The consultant asked me how I felt about starting a treatment for Parkinsonism, and how comfortable I would be maybe giving it a go with starting me on an extremely low dose and monitoring it every 2 weeks, increasing/lowering the dose depending on the effectiveness. It was also refreshing to hear that if Ropinirole wasn’t working out for me that there were a couple of other options I could also try including a ‘Rotigotine’ neuro patch. Like with many medications Ropinirole can come with quite a few side effects, especially when the treatment is first started and these are the ones I experienced, which did thankfully subside after a few weeks; a few hallucinations, nausea, dizziness, and increased double vision. Due to the drug causing drowsiness it is advised to take at night 1-3 hours before you go to bed, and with my symptoms not taking a break just because I am in bed, the 24 hour lasting effects of the drug was certainly welcomed.
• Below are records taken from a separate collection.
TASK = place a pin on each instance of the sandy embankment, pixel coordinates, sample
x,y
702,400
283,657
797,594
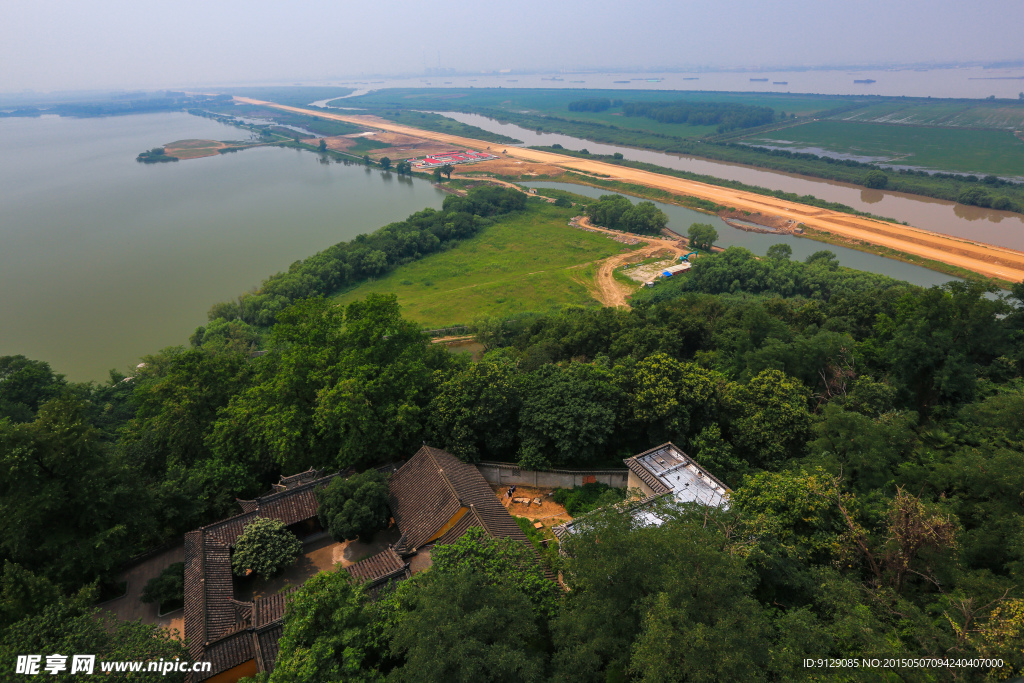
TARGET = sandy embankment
x,y
978,257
I felt the effects of taking Ropinirole an hour or so after taking my first dose. The tremor subsided, there was none of that shooting pain in my leg, my fingers and legs were no longer twitching, nore was I experiencing muscle stiffness. I had the best nights sleep that I have had in years. I awoke in the morning with none of the usual symptoms waiting to greet me to the extent that they usually do, it was incredible! I had my 2 week review and my dose was slightly increased, but if the side effects were to persist then I was to come off it, but they gradually went away thankfully. 4 weeks later and my dose was increased again, and where I am remaining for the time being at 1mg.
With all of that medication and dose information being fired your way, lets talk about the positive effects Ropinirole has had on my life;
- I haven’t needed to use my walking stick for about a month now, the same goes for my mobility scooter.
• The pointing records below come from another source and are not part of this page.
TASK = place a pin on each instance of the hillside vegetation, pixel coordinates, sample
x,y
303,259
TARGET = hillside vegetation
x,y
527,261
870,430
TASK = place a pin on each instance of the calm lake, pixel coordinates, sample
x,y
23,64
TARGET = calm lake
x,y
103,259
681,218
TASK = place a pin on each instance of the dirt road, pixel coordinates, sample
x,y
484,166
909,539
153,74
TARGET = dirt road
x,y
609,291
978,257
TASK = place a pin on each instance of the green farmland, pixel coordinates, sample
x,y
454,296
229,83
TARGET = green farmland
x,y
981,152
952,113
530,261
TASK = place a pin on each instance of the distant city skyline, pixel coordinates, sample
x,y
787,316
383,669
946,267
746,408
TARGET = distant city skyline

- Whilst I still experience slight pain, muscle stiffness etc. I can distinguish what is MS and Parkinsonism with more clarity now.
- My entire body generally feels more at ease, looser, less rigid, and a lot more relaxed.
The most noticeable difference is my walking and gait, it has been like learning to walk again, literally, and little by little this has improved over the past 2 months and I can now comfortably walk around 5km at a good pace without a walking aid. Alongside this, last week I went for my first run in over 2 years! Something that I have missed so much, and honestly thought that I would never be in the position to do again. I cannot even begin to explain the emotions that went through me as I was running away in my running gear after I dragged it out of the depths of storage, and completing 2.8km. I have since been on 2 more runs, and like with my walking this is something that I will be slowly chipping away at.
Whilst Ropinirole has had a life changing effect for me, I cannot lose sight that this is not a cure. I can still relapse. I can still progress. I still have my limits. I need to rest. I still have symptoms and daily battles, especially with my MS, but my health and symptoms are managed. I eat right (for the best part, I am only human with a love of cakes and sweets after all), I exercise and have really been focusing on my swimming for the last 7 months (when the pool is open between lockdowns that is!), and my mental health is, for the most part, intact ( I have my moments as much as anybody else, but they are few and far between thankfully).
When you have life-long conditions, you can find yourself in continuous string of constant ‘stop-start’ situations to cater for your ever changing health as and when it comes a-knocking. This goes for work, activity levels, socialising, plans that have to be cancelled/rearranged, achieving your goals and dreams, your finances, adaptations required in the home etc, and most importantly adapting to yourself. I had to come out of work 14 months ago due to a relapse that set me back years of working on myself and health, but as mentioned this was just another one of those ‘stop-start’ events that comes with the ‘package’.
Here I am in 2021, starting again, and I am looking forward to the next chapter.